= Black Lions =

Ethiopian anti-fascist resistance movement

The Black Lions (Amharic: ጥቁር አንበሳ; Tikur Anbessa) were an anti-fascist movement formed to fight against Fascist Italy during the occupation of the Ethiopian Empire as part of the greater Arbegnoch resistance. The Black Lions dominated the early resistance movement in Ethiopia. Members of the Black Lions included students from the Holeta Military Academy and foreign-educated Ethiopians. They were most notably responsible for the Lechemti massacre of 26 June 1936, in which they ambushed an Italian-controlled airfield near present-day Nekemte.

Named after the genetically distinct long and dark maned lions of the Ethiopian Highlands commonly known as Ethiopian Lions, Black-Maned Lions, or simply Tikur Ambessa which had long served as a symbol of the empire, Bahru Zewde notes that in spite of its "marginal impact on the Resistance" the Black Lions made "eloquent attempts to give the struggle coherent ideological and political direction."

==History==
The Black Lions movement was founded in western Ethiopia by cadets of the Holeta military school and young Ethiopian students who had attended universities abroad. The organization had given itself a decalogue, in which among other things the supremacy of the political sphere over the military was affirmed, it condemned the mistreatment of peasants and prisoners of war and urged people to prefer death rather than capture by the enemy. It included a number of intellectuals such as Heruy Wolde Selassie (the Foreign Minister of Ethiopia) and Yilma Deressa (a prominent member of the Welega Oromo aristocracy). Its chairman was Alemework Beyene, a veterinary surgeon educated in Britain. The organization had a constitution consisting of ten points, which included: asserting the supremacy of the political sphere over the military, injunctions against mistreating peasants and prisoners of war, forbidding its members from seeking exile and urging them to prefer death to capture by the enemy.

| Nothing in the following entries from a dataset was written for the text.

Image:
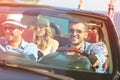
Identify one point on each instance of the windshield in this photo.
(59, 41)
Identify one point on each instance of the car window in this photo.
(59, 25)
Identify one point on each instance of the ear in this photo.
(22, 31)
(86, 34)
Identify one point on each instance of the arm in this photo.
(55, 45)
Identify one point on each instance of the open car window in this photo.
(59, 24)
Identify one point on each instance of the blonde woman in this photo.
(44, 38)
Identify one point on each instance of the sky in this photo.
(101, 5)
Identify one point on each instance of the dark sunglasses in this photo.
(9, 27)
(77, 30)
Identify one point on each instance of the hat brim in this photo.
(14, 23)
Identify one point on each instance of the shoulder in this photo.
(27, 44)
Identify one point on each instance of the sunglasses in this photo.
(10, 27)
(77, 30)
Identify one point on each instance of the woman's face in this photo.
(40, 31)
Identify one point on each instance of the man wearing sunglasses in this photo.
(78, 54)
(77, 34)
(13, 41)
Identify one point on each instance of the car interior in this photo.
(60, 31)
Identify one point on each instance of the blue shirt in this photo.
(29, 49)
(95, 49)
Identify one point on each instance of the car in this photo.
(50, 67)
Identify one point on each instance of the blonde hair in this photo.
(46, 41)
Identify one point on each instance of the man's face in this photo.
(77, 33)
(40, 31)
(12, 32)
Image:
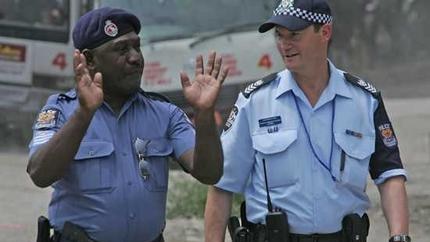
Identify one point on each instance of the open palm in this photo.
(89, 89)
(203, 91)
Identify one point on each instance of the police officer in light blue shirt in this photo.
(104, 146)
(315, 132)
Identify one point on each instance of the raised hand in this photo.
(203, 92)
(90, 90)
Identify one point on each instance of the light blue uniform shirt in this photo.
(103, 190)
(315, 193)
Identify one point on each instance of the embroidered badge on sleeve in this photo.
(231, 118)
(387, 135)
(46, 119)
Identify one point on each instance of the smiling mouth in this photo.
(291, 55)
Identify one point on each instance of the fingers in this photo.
(185, 81)
(210, 63)
(217, 67)
(199, 65)
(223, 75)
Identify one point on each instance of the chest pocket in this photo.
(357, 152)
(275, 148)
(92, 168)
(156, 153)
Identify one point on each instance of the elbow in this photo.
(209, 179)
(37, 179)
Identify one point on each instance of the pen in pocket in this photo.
(342, 161)
(342, 164)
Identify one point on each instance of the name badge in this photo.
(271, 121)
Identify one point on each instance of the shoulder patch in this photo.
(256, 85)
(231, 118)
(155, 96)
(47, 119)
(361, 83)
(70, 95)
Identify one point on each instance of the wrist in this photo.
(400, 238)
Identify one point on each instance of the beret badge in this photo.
(110, 28)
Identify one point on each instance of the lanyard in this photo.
(328, 168)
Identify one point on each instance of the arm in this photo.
(395, 205)
(217, 212)
(205, 161)
(49, 163)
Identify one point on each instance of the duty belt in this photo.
(259, 235)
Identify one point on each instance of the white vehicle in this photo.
(36, 48)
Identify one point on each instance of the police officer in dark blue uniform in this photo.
(104, 146)
(299, 144)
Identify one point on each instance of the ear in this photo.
(89, 57)
(327, 30)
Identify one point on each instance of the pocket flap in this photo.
(154, 147)
(357, 147)
(93, 149)
(270, 143)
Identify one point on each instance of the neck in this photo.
(313, 81)
(115, 103)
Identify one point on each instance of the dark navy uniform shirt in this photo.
(103, 190)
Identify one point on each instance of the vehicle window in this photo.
(39, 20)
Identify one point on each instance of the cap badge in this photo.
(287, 3)
(110, 28)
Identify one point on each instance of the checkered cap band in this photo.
(303, 14)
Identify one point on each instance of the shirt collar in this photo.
(337, 84)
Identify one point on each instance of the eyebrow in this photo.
(122, 41)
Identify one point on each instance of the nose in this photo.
(135, 57)
(283, 43)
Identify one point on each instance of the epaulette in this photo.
(70, 95)
(256, 85)
(155, 96)
(356, 81)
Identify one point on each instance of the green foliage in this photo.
(187, 199)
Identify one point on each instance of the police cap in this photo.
(98, 26)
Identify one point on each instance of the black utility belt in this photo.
(259, 230)
(354, 229)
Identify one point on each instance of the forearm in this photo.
(217, 212)
(208, 158)
(49, 163)
(395, 205)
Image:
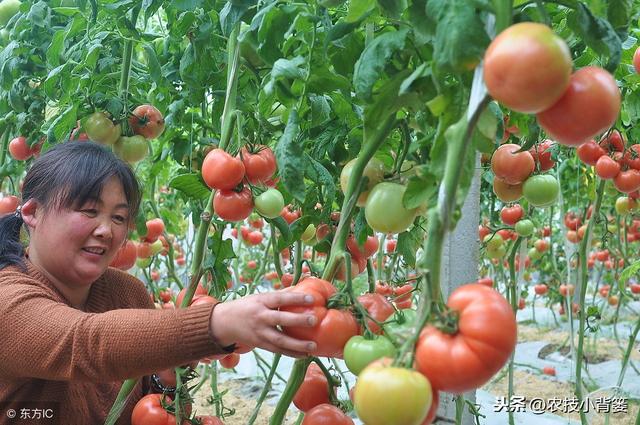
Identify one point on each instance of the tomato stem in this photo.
(584, 275)
(295, 380)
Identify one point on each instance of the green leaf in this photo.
(191, 185)
(289, 155)
(408, 244)
(597, 33)
(460, 38)
(392, 8)
(373, 60)
(359, 9)
(420, 190)
(62, 125)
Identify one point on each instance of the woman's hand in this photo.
(254, 321)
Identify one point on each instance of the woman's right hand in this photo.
(254, 321)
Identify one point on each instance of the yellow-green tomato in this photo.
(359, 352)
(374, 171)
(392, 396)
(384, 210)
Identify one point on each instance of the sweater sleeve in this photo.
(46, 339)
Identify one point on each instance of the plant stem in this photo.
(584, 245)
(265, 389)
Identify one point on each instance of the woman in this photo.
(72, 328)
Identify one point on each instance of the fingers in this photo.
(285, 318)
(280, 299)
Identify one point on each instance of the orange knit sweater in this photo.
(55, 356)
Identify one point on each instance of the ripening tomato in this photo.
(527, 67)
(607, 168)
(259, 165)
(230, 361)
(589, 152)
(588, 107)
(233, 206)
(222, 171)
(511, 215)
(313, 391)
(386, 395)
(9, 204)
(101, 129)
(147, 121)
(511, 166)
(468, 358)
(333, 328)
(19, 149)
(126, 256)
(374, 171)
(326, 414)
(542, 155)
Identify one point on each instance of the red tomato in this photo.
(607, 168)
(379, 308)
(259, 165)
(149, 411)
(333, 328)
(233, 206)
(9, 204)
(326, 414)
(230, 360)
(147, 121)
(511, 215)
(589, 106)
(222, 171)
(126, 256)
(511, 166)
(19, 149)
(542, 155)
(467, 359)
(527, 67)
(313, 391)
(589, 152)
(155, 228)
(506, 192)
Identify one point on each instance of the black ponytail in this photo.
(11, 249)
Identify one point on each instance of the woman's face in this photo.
(75, 246)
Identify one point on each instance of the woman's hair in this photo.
(66, 176)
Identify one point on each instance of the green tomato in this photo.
(101, 129)
(541, 190)
(384, 210)
(308, 233)
(132, 149)
(269, 203)
(524, 228)
(8, 8)
(493, 241)
(392, 396)
(534, 254)
(359, 352)
(374, 171)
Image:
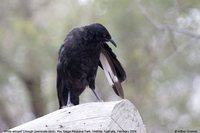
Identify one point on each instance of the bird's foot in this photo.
(70, 105)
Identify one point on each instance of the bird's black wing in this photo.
(112, 68)
(61, 87)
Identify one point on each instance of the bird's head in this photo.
(100, 33)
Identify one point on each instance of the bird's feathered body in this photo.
(78, 61)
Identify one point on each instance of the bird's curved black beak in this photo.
(113, 42)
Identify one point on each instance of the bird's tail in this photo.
(112, 69)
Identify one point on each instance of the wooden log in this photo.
(105, 117)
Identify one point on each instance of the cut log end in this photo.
(105, 116)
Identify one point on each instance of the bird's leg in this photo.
(97, 96)
(69, 103)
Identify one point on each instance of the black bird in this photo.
(83, 50)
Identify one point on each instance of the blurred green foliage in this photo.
(158, 44)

The Black Lions convinced Ras Imru Haile Selassie to join them in the armed struggle since he was part of the dynamics that created the movement. Ras Imru was appointed by Emperor Haile Selassie as prince regent in his absence. Ras Imru was to reorganize and continue to resist the Italians. To do this, he fell back to Gore in southern Ethiopia. On 19 December 1936, after the Italians pinned him down on the north bank of the Gojeb River, Ras Imru surrendered. The Black Lions organization then collapsed, and many of its members were executed.

The group was effectively disbanded following the surrender of the Ras Imru Haile Selassie 18 December 1936. The majority of its members were killed by the Italians following the unsuccessful attempt on Rodolfo Graziani's life on 19 February 1937. The few survivors included Alemework and Yilma.

Their influence lingers in the Ethiopian national psyche with them as a common topic of historical pride remembered in the Black Lion Hospital, Tikur Anbessa High School, and more.